Esta es la base de su negocio. Intermedian entre el ahorro de los clientes y la demanda de crédito de otros. Su margen va en función del interés que pagan por obtener recursos y el que cobran por prestarlos. Y con unos tipos de interés casi nulos hasta hace dos años y razonablemente bajos en la actualidad, por debajo del 4%, el momento es ideal para endeudarse.

Por ello pretendo aclarar en las siguientes líneas cómo se debe afrontar la búsqueda de una vivienda y que requisitos o circunstancias debe reunir el/la futuro/a comprador/a e hipotecado/a para alcanzar el objetivo final de autorización por parte del banco que corresponda.

 

Enfocaré mis consejos y recomendaciones en estos 4 puntos:

1) Cómo buscar una vivienda.

2) Que modalidades de hipotecas hay.

3) Cómo evaluar nuestra situación para solicitar un préstamo hipotecario.

4) Qué documentación e información nos solicitará el banco para evaluarnos.

 

Una vez hayan leído el artículo, les ofrezco nuestra ayuda y servicios de asesoramiento para analizar su situación económico-financiera, y la viabilidad para obtener un préstamo hipotecario.  Lo pueden solicitar a través de nuestra web PRINVALMA.COM

 

 

1) ¿Cómo buscar una vivienda?

Es fundamental que busquemos la vivienda que más se adapte a nuestras necesidades y circunstancias personales y económicas.

Debemos investigar el mercado a través de distintas fuentes de información.
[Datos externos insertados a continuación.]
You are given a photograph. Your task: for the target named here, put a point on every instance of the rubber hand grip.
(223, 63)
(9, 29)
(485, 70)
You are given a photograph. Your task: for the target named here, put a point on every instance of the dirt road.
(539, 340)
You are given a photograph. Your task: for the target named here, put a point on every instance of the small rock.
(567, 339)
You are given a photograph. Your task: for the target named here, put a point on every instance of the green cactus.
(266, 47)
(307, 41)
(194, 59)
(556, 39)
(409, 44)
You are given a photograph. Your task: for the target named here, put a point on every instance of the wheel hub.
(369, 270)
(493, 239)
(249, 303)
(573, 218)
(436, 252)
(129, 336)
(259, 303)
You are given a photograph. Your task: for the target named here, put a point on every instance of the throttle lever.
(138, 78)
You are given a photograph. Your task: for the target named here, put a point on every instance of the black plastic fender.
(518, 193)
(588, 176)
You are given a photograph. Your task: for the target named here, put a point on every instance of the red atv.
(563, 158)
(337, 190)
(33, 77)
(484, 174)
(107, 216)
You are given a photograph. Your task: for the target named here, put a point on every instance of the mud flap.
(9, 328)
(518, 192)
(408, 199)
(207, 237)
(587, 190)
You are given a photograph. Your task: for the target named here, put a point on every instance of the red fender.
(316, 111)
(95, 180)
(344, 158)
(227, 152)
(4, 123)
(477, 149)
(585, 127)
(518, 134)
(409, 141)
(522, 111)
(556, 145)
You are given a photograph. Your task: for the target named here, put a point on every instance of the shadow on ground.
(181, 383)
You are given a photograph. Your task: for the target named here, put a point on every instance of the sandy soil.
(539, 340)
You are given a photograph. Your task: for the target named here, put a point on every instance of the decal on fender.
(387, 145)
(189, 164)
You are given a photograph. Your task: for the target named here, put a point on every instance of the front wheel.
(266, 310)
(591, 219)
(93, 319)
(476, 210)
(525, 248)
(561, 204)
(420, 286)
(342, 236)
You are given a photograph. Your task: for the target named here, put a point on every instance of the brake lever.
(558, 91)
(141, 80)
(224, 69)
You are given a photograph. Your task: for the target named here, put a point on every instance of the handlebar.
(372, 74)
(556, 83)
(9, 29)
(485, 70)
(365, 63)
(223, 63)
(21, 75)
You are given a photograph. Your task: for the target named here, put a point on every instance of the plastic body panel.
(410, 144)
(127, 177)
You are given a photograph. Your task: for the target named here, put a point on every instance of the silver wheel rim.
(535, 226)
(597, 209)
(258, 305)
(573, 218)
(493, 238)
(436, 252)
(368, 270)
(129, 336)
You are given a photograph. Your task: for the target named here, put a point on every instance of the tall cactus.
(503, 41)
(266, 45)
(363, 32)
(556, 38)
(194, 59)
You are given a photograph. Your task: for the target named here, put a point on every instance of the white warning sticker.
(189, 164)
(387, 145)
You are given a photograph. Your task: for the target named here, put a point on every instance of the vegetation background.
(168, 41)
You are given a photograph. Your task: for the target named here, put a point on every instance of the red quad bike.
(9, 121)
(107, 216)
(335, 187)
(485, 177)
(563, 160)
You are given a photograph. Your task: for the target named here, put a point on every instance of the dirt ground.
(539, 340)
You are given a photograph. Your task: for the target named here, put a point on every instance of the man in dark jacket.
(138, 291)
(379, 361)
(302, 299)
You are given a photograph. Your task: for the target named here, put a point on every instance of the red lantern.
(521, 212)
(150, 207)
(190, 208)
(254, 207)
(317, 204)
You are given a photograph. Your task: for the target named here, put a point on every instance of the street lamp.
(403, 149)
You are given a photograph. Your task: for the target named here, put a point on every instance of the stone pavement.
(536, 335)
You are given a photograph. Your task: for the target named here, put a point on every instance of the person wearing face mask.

Las principales son:

-Páginas webs inmobiliarias, como por eejempl: Idealista, Fotocasa, Mil Anuncios, etc.

-Inmobiliarias físicas en locales a pie de calle.

-Páginas webs de entidades bancarias con viviendas adjudicadas.

-Visitar físicamente los barrios o urbanizaciones que nos interesen para vivir. Consultar con los conserjes, jardineros o vigilantes de las mismas. También preguntar en los comercios cercanos. Todos ellos suelen tener información de primera mano.

-Visitar casetas de información de las Promotoras a pie de obra.

-Anuncios en prensa y webs de Promotoras Inmobiliarias.

– Sociedades o Institutos Municipales de la Vivienda en los Ayuntamientos, Comunidades Autónomas, Estado. VPO.

-Cooperativas de Viviendas.

-Portales y Registros de Subastas Electrónicas. Ministerio de Hacienda.

-Si estamos viviendo de alquiler actualmente y nos gusta nuestra vivienda, podemos proponer comprársela a nuestro arrendador y propietario.  Lo ideal es firmar un contrato de alquiler con opción a compra.

 

Quiero resaltar la importancia de elegir bien la primera vez que vayamos a adquirir una vivienda.  Generalmente seremos jóvenes, con muchas ilusiones. Y hay que pensar que la vida va cambiando. Principalmente los salarios, situación personal, familiar, nacimiento o adopción de hijos, cambio de vehículos, imprevistos, gastos extras.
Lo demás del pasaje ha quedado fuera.